Other risks are linked more specifically to the emerging markets. On the upside, the slowing in growth envisaged in the baseline projections in emerging Asia, particularly in China and India, may not materialize given the underlying strength of domestic demand. The main downside risk to emerging markets is that turbulence in global financial markets could disrupt capital flows to emerging markets and trigger problems in domestic markets. Countries in emerging Europe and in the Commonwealth of Independent States are particularly exposed because of their large current account deficits and reliance on bank-related inflows.
The IMF is also still concerned about inflationary pressures. Although such concerns have taken a backseat in advanced economies since the recent bout of financial market turbulence, inflationary risks are more immediate in emerging market and developing countries. Here, rising food prices, dwindling spare capacity, continuing high oil prices, and still strong foreign exchange inflows may mean that monetary policy needs to tighten further to contain inflation pressures. Global oil markets also remain very tight, and with spare capacity still limited, supply shocks or heightened geopolitical concerns could lead to further oil price spikes that could quickly translate into higher inflation.
Large global imbalances
Global imbalances also remain a worrisome downside risk. The U.S. current account deficit is projected to decline only slightly to 5½ percent of GDP in 2008. And while the current account surpluses of oil-producing countries are expected to come down as these countries ramp up spending, China’s current account surplus remains very large.
Persistent large global imbalances raise two principal concerns:
• A disorderly depreciation of the U.S. dollar could have severe repercussions throughout global financial markets.
• Sustained large trade imbalances could prompt rising protectionist pressures.
In sum, the global economy has faced a significant test in recent months. Nonetheless, generally sound fundamentals should keep the global economy on course. So while growth in the coming months will be affected by the aftermath of the financial turbulence, at this stage it does not appear that the impact will be dramatic.
IMF Research Department
Emerging Markets Now Main Engine of World Growth
China and India are now making the largest contributions to global growth, overtaking the United States as the world’s main growth engine. Growth in emerging markets is expected to remain very strong in the period ahead.
The Chinese economy continues to grow at breakneck speed, making China the single most important contributor to world growth for the first time (see chart). China’s economy is expected to grow by 10 percent in 2008.

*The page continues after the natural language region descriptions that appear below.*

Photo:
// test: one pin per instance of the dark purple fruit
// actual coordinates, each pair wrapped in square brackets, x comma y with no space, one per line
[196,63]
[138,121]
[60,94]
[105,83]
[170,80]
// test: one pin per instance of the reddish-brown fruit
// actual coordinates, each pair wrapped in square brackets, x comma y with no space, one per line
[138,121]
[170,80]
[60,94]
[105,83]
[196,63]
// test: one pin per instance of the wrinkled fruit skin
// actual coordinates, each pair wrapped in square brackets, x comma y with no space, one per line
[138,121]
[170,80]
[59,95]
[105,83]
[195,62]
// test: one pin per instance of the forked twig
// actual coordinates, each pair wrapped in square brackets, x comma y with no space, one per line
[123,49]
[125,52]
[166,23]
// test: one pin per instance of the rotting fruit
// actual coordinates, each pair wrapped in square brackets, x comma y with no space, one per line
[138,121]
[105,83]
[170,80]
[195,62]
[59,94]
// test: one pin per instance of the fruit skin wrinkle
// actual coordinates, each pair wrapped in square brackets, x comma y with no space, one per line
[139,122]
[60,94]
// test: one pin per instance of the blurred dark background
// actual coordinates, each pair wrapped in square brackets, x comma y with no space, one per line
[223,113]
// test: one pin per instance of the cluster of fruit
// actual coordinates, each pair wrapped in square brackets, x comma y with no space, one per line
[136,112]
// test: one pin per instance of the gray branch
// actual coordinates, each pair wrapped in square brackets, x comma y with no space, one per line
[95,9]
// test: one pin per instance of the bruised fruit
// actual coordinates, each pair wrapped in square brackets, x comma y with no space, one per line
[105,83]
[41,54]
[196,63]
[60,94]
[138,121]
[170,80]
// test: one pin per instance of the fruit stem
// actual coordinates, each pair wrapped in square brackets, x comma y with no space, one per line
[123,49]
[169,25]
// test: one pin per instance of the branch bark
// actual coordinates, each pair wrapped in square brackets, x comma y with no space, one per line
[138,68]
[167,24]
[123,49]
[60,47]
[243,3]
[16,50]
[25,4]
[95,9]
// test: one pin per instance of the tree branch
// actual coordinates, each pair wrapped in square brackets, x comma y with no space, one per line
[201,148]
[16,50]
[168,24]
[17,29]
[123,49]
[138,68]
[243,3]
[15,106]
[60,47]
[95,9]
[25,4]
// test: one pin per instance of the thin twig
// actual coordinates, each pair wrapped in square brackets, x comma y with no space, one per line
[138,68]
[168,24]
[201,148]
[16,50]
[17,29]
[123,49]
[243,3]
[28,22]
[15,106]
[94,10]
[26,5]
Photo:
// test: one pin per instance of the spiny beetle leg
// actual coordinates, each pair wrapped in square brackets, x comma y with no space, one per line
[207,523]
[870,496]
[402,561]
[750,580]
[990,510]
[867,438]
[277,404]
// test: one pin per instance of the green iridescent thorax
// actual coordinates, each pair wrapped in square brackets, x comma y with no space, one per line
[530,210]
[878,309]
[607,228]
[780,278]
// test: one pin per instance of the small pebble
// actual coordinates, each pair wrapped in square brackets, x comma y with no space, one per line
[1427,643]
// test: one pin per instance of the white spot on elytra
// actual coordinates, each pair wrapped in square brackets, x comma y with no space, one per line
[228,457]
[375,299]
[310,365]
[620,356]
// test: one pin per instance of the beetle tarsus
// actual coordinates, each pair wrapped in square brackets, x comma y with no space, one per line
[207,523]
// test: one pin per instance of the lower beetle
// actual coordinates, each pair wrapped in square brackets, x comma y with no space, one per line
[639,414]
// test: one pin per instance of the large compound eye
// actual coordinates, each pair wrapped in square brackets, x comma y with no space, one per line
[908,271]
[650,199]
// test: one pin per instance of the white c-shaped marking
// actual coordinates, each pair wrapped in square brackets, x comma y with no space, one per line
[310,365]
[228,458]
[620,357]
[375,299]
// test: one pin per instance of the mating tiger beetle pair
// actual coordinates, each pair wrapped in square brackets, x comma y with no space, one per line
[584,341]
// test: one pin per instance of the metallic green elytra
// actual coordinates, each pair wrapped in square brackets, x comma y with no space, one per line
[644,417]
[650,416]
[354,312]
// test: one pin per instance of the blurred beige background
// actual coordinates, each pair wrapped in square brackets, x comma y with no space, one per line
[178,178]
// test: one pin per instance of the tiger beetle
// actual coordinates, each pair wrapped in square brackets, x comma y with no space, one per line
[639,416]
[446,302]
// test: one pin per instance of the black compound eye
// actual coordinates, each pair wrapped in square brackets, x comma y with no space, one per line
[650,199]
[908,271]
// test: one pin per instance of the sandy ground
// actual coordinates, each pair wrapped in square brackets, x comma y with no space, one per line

Other emerging markets are also growing strongly. In 2007, India, China, and Russia accounted for more than one-half of global growth. Rapid growth in these and other emerging and developing countries is expected to counterbalance continued moderate growth in the United States.
Emerging market countries are reaping the benefits of careful macroeconomic management and are benefiting from favorable external conditions, including high commodity prices. But there are risks.
The main downside risk is that continued turbulence in global financial markets could disrupt financial flows to emerging markets. This is particularly a concern in countries with large current account deficits and substantial external financing needs. But despite these and other risks, the IMF expects emerging markets to remain strong in the foreseeable future.